Estonia claimed to be under attack last spring, but not by guns or bombs. This assault came in the form of data requests from more than a million computers. It overwhelmed the Baltic nation’s computer networks, crashing e-mail for its parliament, taking down emergency phone lines and freezing online services of government offices, banks, universities and hospitals. Estonia accused Russia of conducting a cyberwar in retaliation for a decision to move a Soviet-era war memorial. The Russian government denied involvement.
Likewise, last month when hackers somewhere in China infiltrated a U.S. Defense Department network, Chinese officials denied its army had any role. (British, French, German and New Zealand officials have complained of similar China-based hacking.) Though no one accused China of acts of war, both events revealed how the Internet is reshaping warfare.
The Internet creates real risks for societies dependent on information networks. Just last March, in an experimental cyberattack, researchers at the Department of Energy’s Idaho National Laboratory managed to make a generator self-destruct. So computer attacks don’t just threaten other computers but the larger infrastructure. Viruses could become as dangerous as missiles. At the same time, cyberattacks have the potential to minimize the costs of conflict in lives and dollars. Instead of demolishing an electrical grid, cyberattacks offer militaries the option of disabling it temporarily.
Although hotly debated in the ‘90s, discussions of cyberwar’s risks and potential had gone dormant since 9/11. But the Estonia event quickly put cybersecurity back on NATO’s agenda. And after the Defense Department breach, President Bush conceded the vulnerability of U.S. systems to cyberattack and the government’s need to develop defenses against them.
Countries must, however, do more than recognize cyberspace as a new battleground. They also need to know when and how they can deploy weapons. What are the rules of cyberwar?
For more than a century, nations have devised rules of international law, such as the Geneva Convention, which seek to avoid war or minimize human suffering when conflicts occur. And as new technologies emerge, nations have weighed whether to draft new rules, such as treaties restricting biological, chemical and laser weapons.
Governments and scholars have so far, however, resisted calls to craft new rules of international law to govern attacks on or by computers. Conventional wisdom suggests that the laws we have extend by analogy to cover cyberspace.
And they do. But serious “translation” problems make them ill-suited to the task. For example, the U.N. Charter clearly prohibits states from using force except in self-defense or with U.N. authorization. So does that ban Russia from computer attacks on Estonia? It might. Or is it a “use of force” only if the target is physically harmed? Or only if it leads to death and destruction? Or simply whenever the target is critical to a nation’s security? Similar uncertainties surround rules on neutrality and civilian distinction.
Such uncertainty can unintentionally escalate conflicts if participants have different interpretations of what’s permissible. Or states may shy away from cyberattacks entirely if they don’t know what’s allowed -- even in cases in which those attacks might cause less harm than the bombs they’ll use instead.
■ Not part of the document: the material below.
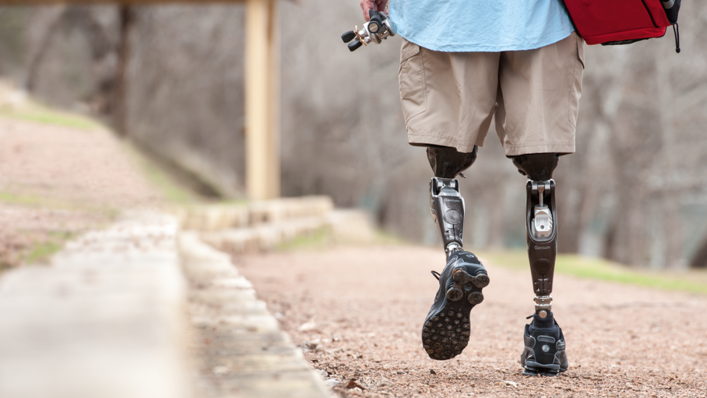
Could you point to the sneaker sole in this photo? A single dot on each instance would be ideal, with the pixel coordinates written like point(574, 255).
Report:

Existing laws of war also focus primarily on conflicts between nations. But 9/11 and the ongoing asymmetrical warfare in Iraq and Afghanistan underscore how insufficient that approach is. Cyberwar undoubtedly will attract groups like Al Qaeda; the technology is inexpensive, easy to use and can be deployed from almost anywhere. As the Russia-Estonia and China-U.S. cases show, it is also hard to pin the origins of a cyberattack on a country rather than on individual hackers.
When the laws of war don’t apply -- even by analogy -- an overwhelmingly complex set of other international and foreign laws kicks in. For example, assume the hackers in the Estonia case were indeed operating from Russia but had no ties to the government or military. Under existing rules, Estonia should respond by asking Russia to police its own territory. To counter-attack would violate Russia’s sovereignty. With new rules, however, nations could agree to waive sovereignty concerns and permit a direct response in certain cases, such as cyberattacks by terrorists that all nations might want thwarted.
The status quo presents dangers that countries need to stop ignoring. We need new rules of international law so military commanders can operate with greater certainty in cyberspace, and can use new cybertools in ways that reduce the collateral costs of conflict. War has entered the Information Age, and it’s time for international law to get a needed update.
Duncan B. Hollis is an associate professor of law at Temple University and a contributor to the international law blog Opinio Juris.